Galvão: Não gosto de falar em um resgate de Brasil porque eles viajam numa parte muito restrita do país. Prefiro dizer que é o resgate de uma região que o brasileiro desconhece: a região do cerrado, do interior de Goiás, que, na minha opinião, é pouco explorada pelo cinema brasileiro. Um objetivo que persegui tanto no roteiro como na direção foi revelar um pouco dessa parte do país, mas não com um objetivo antropológico ou geográfico. Desde o começo fiz um pacto com os personagens e estou sempre com eles, não caio na tentação de mostrar belas paisagens…

O título é uma referência a Uivo e a história lembra Kerouac. Quais são as aproximações que você buscou com a cultura beatnik?

Galvão: A cultura beatnik foi uma influência muito forte na minha adolescência e, embora eu já não seja adolescente há algumas décadas, carreguei comigo a impressão da primeira leitura de On the Road, por exemplo. Quando li Uivo, essa simples frase – dose violenta de qualquer coisa – me remeteu a muitas possibilidades. Tanto que li isso em 1994 e só escrevi o roteiro em 2007. Estava germinando essa ideia a partir da impressão que tive ao ler Uivo pela primeira vez.

Mas seus personagens não correspondem a um espírito de adolescência. Já estão na faixa dos 30 e passaram por muita coisa. Como chegou a eles?

Galvão: No começo, ia ser realmente um filme sobre jovens. Mas fui amadurecendo e vi que o foco deveria estar em personagens com mais de 30 anos, pessoas que já passaram por poucas e boas na vida e precisam de um tempo para refletir. Trata-se de uma coisa pouco discutida no cinema brasileiro, mas da qual já se fala muito na psicologia: a crise do quarto de vida, quando a sociedade espera que você tome uma decisão, saiba o que vai fazer, ganhe dinheiro, tenha uma família… Mas e se você não se enquadra nessas convenções? E aí? Por isso foi importante meu amadurecimento, para trazer esse personagem em vez de cair no lugar comum dos jovens em busca da vida. Todos nós procuramos a vida em algum momento.

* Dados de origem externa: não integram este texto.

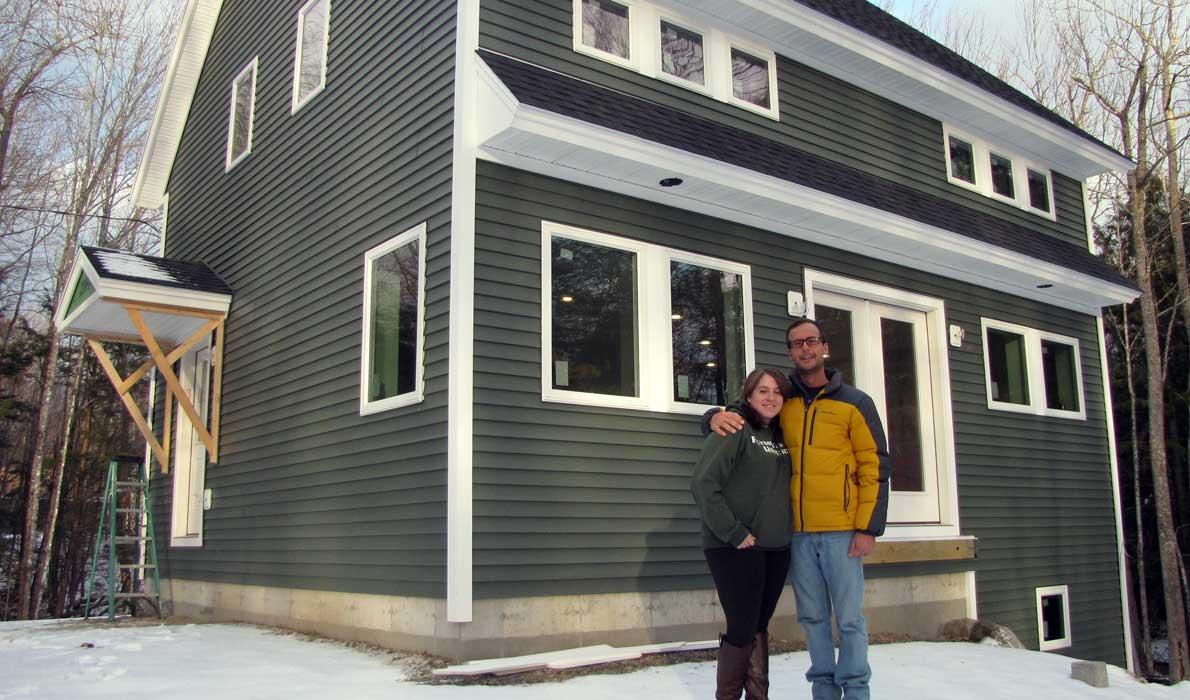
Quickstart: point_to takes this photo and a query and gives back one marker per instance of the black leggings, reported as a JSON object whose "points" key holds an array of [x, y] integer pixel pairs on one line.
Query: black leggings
{"points": [[749, 582]]}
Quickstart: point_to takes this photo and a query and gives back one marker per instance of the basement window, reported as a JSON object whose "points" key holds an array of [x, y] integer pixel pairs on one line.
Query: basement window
{"points": [[394, 323], [1053, 618]]}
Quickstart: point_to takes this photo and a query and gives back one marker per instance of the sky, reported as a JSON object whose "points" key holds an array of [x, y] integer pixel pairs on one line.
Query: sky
{"points": [[69, 660]]}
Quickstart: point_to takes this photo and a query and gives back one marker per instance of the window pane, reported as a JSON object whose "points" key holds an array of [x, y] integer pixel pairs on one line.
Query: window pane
{"points": [[394, 323], [835, 326], [902, 404], [1006, 358], [594, 307], [682, 52], [962, 161], [242, 125], [1060, 375], [750, 79], [1039, 191], [708, 333], [313, 50], [1002, 176], [606, 26]]}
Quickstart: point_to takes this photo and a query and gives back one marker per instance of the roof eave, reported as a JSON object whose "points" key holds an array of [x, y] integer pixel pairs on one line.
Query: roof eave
{"points": [[174, 101]]}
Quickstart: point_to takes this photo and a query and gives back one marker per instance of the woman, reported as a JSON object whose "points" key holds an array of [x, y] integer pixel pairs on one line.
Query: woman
{"points": [[741, 487]]}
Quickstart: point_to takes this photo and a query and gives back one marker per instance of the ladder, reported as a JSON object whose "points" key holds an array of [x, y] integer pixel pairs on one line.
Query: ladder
{"points": [[126, 504]]}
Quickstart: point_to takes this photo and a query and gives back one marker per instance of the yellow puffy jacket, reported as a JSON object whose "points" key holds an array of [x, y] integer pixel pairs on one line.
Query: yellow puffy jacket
{"points": [[840, 458]]}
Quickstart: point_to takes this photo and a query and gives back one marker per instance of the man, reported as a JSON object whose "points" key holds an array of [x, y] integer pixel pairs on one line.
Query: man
{"points": [[839, 495]]}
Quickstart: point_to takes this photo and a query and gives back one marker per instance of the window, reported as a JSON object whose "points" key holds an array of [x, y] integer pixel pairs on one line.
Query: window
{"points": [[1002, 176], [309, 63], [975, 164], [606, 29], [891, 344], [1032, 372], [962, 160], [394, 323], [655, 41], [243, 107], [1053, 618], [750, 79], [682, 54], [632, 325]]}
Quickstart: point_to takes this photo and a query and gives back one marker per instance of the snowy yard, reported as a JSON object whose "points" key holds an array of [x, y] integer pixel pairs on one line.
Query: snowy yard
{"points": [[55, 660]]}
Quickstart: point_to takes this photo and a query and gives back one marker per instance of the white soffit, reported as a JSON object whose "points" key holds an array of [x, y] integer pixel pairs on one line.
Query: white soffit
{"points": [[843, 51], [174, 101], [544, 142]]}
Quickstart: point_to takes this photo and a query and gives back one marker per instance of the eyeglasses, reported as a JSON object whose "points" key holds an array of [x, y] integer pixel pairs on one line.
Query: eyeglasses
{"points": [[812, 342]]}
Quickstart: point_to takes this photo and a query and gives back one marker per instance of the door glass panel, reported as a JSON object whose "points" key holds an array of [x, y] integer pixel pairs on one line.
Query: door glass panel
{"points": [[902, 404], [835, 326]]}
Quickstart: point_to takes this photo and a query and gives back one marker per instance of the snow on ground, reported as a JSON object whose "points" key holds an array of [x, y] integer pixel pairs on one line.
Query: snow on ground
{"points": [[50, 660]]}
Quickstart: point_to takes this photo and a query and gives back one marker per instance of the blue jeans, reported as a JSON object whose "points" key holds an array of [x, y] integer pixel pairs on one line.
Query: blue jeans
{"points": [[825, 577]]}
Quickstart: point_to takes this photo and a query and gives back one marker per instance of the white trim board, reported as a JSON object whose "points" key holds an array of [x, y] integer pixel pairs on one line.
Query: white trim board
{"points": [[561, 147]]}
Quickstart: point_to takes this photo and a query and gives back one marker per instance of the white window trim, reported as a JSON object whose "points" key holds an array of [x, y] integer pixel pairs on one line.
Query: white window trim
{"points": [[1034, 369], [645, 54], [943, 407], [418, 394], [1064, 642], [981, 152], [298, 102], [655, 367], [251, 68]]}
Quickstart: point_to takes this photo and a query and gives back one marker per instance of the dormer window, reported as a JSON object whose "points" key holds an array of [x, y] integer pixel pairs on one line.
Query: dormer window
{"points": [[997, 173], [606, 27], [659, 43]]}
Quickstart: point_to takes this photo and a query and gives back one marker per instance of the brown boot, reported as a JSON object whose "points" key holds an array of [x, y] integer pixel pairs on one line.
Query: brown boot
{"points": [[732, 669], [756, 685]]}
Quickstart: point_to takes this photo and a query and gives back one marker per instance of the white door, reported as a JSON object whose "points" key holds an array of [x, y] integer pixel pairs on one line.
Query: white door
{"points": [[189, 452], [883, 350]]}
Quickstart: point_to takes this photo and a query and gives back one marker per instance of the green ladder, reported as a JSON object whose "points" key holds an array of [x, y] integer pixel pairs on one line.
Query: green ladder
{"points": [[125, 495]]}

A geração beat também questionava essa vida regida por convenções. Como trouxe essa questão para um contexto contemporâneo, brasileiro?

Galvão: Os tempos são outros, as relações são completamente diferentes… Eu diria que de lá para cá o cinismo talvez tenha ganhado mais significado, e o individualismo seja mais presente. E havia uma certa ingenuidade adorável que não existe mais. Ninguém é ingênuo nessa história. Quanto à questão da brasilidade, não pensei muito nisso – o Brasil ia acabar se revelando pelo meu olhar. Em termos estéticos, uma coisa importante é a trilha. Eu queria o jazz, por causa da inspiração beatnik – tinha a ver com a imprevisibilidade e a descontinuidade dos personagens. Mas mesmo isso a gente atualizou, é um jazz que só poderia ser feito hoje, que olha para a frente. E o filme tem uma mescla de gêneros, tanto narrativos como musicais. Tem funk, tem Otto, tem uma banda peruana dos anos 60… É uma mescla na linha da confusão dos personagens.